“O Contrabandista” um dos Contos Gauchescos de João Simões Lopes Neto, escritor gaúcho (1865-1916).
Sua obra literária não foi extensa, mas traz a força da linguagem regional, que
infelizmente o tempo e a modernidade gradativamente nos fazem esquecer.
Contrabandista
João Simões Lopes Neto
— Batia nos noventa anos o corpo magro mas sempre teso do Jango Jorge,
um que foi capitão duma maloca de contrabandistas que fez cancha nos banhados
do Ibirocaí.
Esse gaúcho desabotinado levou a existência inteira a cruzar os campos
da fronteira: à luz do sol, no desmaiado da lua, na escuridão das noites, na
cerração das madrugadas...; ainda que chovesse reiunos acolherados ou que
ventasse como por alma de padre, nunca errou vau, nunca perdeu atalho, nunca
desandou cruzada!...
Conhecia as querências, pelo faro: aqui era o cheiro do açouta-cavalo
florescido, lá́ o dos trevais, o das guabirobas rasteiras, do capim-limão; pelo
ouvido: aqui, cancha de graxains, lá os pastos que ensurdecem ou estalam no
casco do cavalo; adiante, o chape-chape, noutro ponto, o areão. Até pelo gosto
ele dizia a parada, porque sabia onde estavam águas salobres e águas leves, com
sabor de barro ou sabendo a limo.
Tinha vindo das guerras do outro tempo; foi um dos que peleou na batalha
de Ituzaingo; foi do esquadrão do general José de Abreu. E sempre que falava
no Anjo da Vitória ainda tirava o chapéu, numa braçada larga, como se
cumprimentasse alguém de muito respeito, numa distância muito longe.
Foi sempre um gaúcho quebralhão, e despilchado sempre, por ser muito de mãos
abertas.
Se numa mesa de primeira ganhava uma ponchada de balastracas, reunia a
gurizada da casa, fazia — pi! pi! pi! pi! — como pra galinhas e semeava as
moedas, rindo-se do formigueiro que a miuçalha formava, catando as pratas no
terreiro.
Gostava de sentar um laçaço num cachorro, mas desses laçaços de apanhar
da paleta à virilha, e puxado a valer, tanto, que o bicho que o tomava,
ficando entupido de dor, e lombeando-se, depois de disparar um pouco é que
gritava, num — caim! caim! caim! — de desespero.

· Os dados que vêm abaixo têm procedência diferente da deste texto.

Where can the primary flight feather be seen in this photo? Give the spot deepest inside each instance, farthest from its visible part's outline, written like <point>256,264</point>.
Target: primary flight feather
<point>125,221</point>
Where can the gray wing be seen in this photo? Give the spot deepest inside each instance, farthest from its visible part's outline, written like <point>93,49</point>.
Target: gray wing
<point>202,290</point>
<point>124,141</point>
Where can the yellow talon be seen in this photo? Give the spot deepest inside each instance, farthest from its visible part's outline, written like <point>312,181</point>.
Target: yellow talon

Outras vezes dava-me para armar uma jantarola, e sobre o fim do festo,
quando já estava tudo meio entropigaitado, puxava por uma ponta da toalha e lá
vinha, de tirão seco, toda a traquitanda dos pratos e copos e garrafas e restos
de comidas e caldas dos doces!...
Depois garganteava a chuspa e largava as onças pras unhas do bolicheiro,
que aproveitava o vento e le echaba cuentas de gran capitán...
Era um pagodista!
Aqui há poucos anos — coitado! — pousei no arranchamento dele. Casado
ou doutro jeito, estava afamilhado. Não nos víamos desde muito tempo.
A dona da casa era uma mulher mocetona ainda, bem parecida e mui
prazenteira; de filhos, uns três matalotes já emplumados e uma mocinha — pro
caso, uma moça —, que era o — santo- antoninho-onde-te-porei! — daquela gente
toda.
E era mesmo uma formosura; e prendada, mui habilidosa; tinha andado na
escola e sabia botar os vestidos esquisitos das cidadãs da vila.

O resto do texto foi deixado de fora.